Lambda captures vs parameters - any performance difference?-CodePudding

auto lambdaFunction1 = [](someClass& obj, int x){/**/};
auto lambdaFunction2 = [&someClassObj, x](){/**/};

Will there be any performance difference for using lambda that captures variables or passing them as parameters? If I'm in position that I can use whatever, should I always prefer one of those options over other? Are there any rules about that? Or it's just a matter of which one likes?

PS: I'm aware that in same cases I will have don't have such choice, for example using stl algorithms, I'm asking about situation where I can use both

CodePudding user response：

A rough answer:

Are you converting the lambdas into objects (like std::function) at some point?

If not, and every lambda usage is through a template, most likely it is all inlined and it just doesn't matter.
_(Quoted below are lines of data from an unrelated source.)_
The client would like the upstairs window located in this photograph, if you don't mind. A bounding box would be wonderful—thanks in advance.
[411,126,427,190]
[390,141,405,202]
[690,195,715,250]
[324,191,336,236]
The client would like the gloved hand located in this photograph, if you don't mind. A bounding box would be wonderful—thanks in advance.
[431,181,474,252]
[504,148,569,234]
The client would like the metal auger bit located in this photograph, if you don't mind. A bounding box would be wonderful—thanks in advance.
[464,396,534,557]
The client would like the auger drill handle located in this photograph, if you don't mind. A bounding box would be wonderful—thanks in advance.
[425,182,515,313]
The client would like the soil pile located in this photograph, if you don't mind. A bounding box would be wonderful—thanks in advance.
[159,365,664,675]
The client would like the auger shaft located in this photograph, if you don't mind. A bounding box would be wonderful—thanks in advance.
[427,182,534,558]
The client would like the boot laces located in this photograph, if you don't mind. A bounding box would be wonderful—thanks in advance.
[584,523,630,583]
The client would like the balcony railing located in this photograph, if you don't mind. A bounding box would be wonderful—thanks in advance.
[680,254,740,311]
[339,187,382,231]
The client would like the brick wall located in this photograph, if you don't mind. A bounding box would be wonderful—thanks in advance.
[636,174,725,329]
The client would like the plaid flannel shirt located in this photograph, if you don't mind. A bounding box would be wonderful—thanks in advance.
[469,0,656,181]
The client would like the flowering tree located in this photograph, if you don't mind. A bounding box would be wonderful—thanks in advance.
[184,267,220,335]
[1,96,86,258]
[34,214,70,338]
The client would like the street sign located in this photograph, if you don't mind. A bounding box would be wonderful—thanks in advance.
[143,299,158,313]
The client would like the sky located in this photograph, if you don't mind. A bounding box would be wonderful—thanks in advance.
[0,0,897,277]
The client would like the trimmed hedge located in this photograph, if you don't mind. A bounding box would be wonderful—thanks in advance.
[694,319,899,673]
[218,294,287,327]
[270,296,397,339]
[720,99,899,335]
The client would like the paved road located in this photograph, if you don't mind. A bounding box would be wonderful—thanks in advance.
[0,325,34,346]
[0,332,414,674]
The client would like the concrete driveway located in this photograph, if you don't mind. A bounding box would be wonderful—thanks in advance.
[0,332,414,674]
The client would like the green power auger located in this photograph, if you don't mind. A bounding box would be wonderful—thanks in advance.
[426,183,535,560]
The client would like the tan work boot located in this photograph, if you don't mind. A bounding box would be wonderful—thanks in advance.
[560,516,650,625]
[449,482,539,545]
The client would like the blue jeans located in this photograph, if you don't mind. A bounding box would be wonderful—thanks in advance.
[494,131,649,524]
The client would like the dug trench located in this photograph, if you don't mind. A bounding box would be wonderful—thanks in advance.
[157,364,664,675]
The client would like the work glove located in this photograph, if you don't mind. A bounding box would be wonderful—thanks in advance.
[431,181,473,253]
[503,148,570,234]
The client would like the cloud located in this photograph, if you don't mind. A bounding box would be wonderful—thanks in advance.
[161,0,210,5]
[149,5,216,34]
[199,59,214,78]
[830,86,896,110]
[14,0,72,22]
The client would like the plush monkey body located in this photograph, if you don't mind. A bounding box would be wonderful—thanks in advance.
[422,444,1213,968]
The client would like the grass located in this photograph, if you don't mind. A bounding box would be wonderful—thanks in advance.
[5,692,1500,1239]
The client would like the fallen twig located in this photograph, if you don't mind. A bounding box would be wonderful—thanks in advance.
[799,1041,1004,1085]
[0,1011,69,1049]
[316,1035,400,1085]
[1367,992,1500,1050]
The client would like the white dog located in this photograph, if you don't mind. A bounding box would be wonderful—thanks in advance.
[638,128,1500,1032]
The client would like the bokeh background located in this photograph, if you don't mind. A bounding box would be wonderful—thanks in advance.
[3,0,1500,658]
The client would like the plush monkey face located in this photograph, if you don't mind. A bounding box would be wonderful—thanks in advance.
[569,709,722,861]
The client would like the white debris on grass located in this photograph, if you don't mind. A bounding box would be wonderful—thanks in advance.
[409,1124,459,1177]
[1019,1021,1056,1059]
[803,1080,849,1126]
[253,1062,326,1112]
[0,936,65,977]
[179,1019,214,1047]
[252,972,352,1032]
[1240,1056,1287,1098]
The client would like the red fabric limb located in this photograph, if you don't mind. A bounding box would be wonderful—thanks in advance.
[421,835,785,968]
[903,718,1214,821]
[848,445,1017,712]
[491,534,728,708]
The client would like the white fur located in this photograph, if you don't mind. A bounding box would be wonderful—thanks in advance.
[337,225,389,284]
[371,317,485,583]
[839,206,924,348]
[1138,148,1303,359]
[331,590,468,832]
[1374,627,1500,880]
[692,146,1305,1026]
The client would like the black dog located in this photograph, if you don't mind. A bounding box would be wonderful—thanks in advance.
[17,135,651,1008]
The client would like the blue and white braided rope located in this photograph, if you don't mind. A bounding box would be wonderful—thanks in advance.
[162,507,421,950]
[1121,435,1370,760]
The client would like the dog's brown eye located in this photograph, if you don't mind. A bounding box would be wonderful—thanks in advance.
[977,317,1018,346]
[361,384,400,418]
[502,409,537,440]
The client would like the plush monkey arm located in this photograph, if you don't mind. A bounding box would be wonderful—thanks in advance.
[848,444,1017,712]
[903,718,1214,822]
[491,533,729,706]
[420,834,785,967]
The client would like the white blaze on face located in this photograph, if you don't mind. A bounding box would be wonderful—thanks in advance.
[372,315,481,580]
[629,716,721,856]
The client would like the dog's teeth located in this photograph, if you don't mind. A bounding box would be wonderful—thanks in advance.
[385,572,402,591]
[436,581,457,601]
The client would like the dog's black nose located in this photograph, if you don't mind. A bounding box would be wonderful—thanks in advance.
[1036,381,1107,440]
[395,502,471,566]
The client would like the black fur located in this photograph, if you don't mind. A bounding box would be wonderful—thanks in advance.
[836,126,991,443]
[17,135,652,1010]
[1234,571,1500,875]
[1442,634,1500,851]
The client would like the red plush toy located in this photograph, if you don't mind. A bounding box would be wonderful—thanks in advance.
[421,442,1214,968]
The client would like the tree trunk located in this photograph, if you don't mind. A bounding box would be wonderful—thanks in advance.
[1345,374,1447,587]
Most STL taking a lambda parameter work like that and it is very fast. In this case use whatever is easier to read and comprehend in the future.

If you do convert it into a function object, then using a regular function pointer instead of std::function is cheaper, because there are no dynamically-allocated capture objects hanging with the function itself.

A more accurate answer: benchmark it!

CodePudding user response：

Capture and parameters are simply different in nature and are optimized differently.

Let's look at your lambdas under the hood:

struct lambdaFunction1_type {
    auto operator()(someClass& obj, int x) const { /* ... */ }
} lambrdaFunction1{};

struct lambdaFunction2_type {
    someClass& obj;

    auto operator()(int x) const { /* ... */ }
} lambdaFunction2{someClassObj};

As you can see, capture acts like class data members, and parameter acts like... well, a parameter. Both serves different purposes.

Both also use different inlining processes. As always, compiler optimizations are much less effective when using a polymorphic wrapper such as std::function. The compiler may not optimize away the size of a dynamic allocation without heap elision, so it might affect how much optimization is possible.

If I'm in position that I can use whatever, should I always prefer one of those options over other? Are there any rules about that?

I'd say always go with what's the clearest for you. If you have concerns over performance, measure, benchmark and profile.

You can also go check the assembly some code generates.